Munich, 20 December 1996 (RFE/RL) - Germany's Parliament has again been asked to rehabilitate and give financial compensation to all those punished for deserting from the German army in World War Two or for resisting conscription.
The request was made yesterday by the upper house of Parliament, which cannot act by itself on such a matter. Legal experts said today it had only a moderate chance of success, because many conservative members of Parliament opposed a blanket rehabilitation of deserters from the army and wanted each case examined individually. Their opposition has stopped previous attempts to rehabilitate opponents of the Nazis.
The latest proposal would apply not only to deserters but also to conscientious objectors, who refused to serve, and to draft resisters. It suggests that survivors be paid compensation of DM 7,500 (about $5,000). It is estimated that only about 200 of those convicted are still alive and living in Germany.
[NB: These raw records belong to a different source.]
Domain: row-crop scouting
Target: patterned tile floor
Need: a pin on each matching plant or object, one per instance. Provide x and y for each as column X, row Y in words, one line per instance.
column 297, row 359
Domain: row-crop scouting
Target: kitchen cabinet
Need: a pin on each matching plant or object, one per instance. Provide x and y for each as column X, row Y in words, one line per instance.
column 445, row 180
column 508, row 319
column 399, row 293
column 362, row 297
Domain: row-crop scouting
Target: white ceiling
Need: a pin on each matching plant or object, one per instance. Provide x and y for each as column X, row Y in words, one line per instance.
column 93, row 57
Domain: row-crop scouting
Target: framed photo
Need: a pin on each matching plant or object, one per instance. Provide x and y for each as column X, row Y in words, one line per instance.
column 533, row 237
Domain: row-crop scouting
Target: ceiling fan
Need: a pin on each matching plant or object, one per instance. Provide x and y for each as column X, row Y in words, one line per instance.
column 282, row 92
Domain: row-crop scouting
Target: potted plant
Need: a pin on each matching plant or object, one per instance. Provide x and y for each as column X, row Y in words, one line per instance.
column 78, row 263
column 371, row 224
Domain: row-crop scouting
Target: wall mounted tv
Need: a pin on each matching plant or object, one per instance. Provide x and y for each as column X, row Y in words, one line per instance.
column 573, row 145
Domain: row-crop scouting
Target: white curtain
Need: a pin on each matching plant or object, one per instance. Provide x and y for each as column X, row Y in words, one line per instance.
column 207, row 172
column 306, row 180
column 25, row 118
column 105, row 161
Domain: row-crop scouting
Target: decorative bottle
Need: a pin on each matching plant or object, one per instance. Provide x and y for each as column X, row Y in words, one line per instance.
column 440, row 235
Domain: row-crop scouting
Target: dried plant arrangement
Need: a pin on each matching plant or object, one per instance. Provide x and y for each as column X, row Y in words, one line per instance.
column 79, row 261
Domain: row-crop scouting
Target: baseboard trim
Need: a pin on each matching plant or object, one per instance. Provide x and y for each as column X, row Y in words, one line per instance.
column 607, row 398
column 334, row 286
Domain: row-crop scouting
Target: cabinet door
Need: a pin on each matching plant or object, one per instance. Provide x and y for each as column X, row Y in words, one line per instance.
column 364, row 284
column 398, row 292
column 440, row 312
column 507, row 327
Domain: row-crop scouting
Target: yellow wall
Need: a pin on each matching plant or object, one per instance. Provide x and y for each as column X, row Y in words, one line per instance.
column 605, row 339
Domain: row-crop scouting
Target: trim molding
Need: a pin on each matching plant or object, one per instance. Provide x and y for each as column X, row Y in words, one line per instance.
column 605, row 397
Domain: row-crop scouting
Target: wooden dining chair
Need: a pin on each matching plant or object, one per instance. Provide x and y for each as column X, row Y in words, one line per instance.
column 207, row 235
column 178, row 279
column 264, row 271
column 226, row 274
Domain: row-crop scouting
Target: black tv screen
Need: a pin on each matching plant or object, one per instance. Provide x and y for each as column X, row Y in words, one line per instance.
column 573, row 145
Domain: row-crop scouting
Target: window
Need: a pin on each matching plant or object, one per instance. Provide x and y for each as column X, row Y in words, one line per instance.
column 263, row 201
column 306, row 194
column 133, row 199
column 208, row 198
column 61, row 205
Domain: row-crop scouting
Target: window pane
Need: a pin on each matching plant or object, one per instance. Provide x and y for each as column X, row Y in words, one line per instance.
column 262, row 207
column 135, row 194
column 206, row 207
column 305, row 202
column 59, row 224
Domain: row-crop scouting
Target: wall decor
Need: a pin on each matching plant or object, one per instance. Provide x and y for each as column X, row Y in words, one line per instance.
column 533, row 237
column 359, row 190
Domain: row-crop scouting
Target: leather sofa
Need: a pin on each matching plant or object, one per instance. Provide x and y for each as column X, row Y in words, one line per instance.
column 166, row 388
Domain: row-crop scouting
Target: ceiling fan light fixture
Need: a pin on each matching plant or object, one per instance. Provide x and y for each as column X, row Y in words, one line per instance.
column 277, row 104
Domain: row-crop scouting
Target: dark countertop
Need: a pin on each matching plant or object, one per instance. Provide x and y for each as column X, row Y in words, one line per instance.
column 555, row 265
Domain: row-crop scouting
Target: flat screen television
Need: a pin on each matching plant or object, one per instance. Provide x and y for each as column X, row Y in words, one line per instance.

There have been several attempts to persuade the Federal Parliament to approve a law rehabilitating those who deserted from the army. They failed because conservative members of the governing Christian Democratic Party argued that not all deserters opposed the War or the Nazis. They argued that some deserters had committed crimes and fled the army to avoid punishment.
Some also argue against rehabilitation of those who deserted out of cowardice in a critical situation and were therefore responsible for the deaths of their comrades.
These critics insisted that the military records of each case be examined individually to determine who deserved rehabilitation. Those in favor of rehabilitation responded that military records could not be trusted because genuine opponents of the War were often accused of crimes to justify their execution or punishment.
The present effort to rehabilitate the victims was initiated by the justice minister of the province of Saxony-Anhalt, Mrs. Karin Schubert, who is a member of the Social Democratic Party. She said the German army of the time was an instrument of the Nazi war program. Therefore, she says, the individual motives of the soldiers fleeing the War were immaterial.
Our Munich correspondent says Germany has failed to rehabilitate many of those who were punished or executed for opposing the War or acting against the Nazi government. However, there is now a growing movement in favor of doing so. This year, a Berlin court announced the rehabilitation of five top officials executed for their role in the 1944 plot against Adolf Hitler. Among them was the head of counter-intelligence, Admiral Wilhelm Canaris. Other cases are now under review.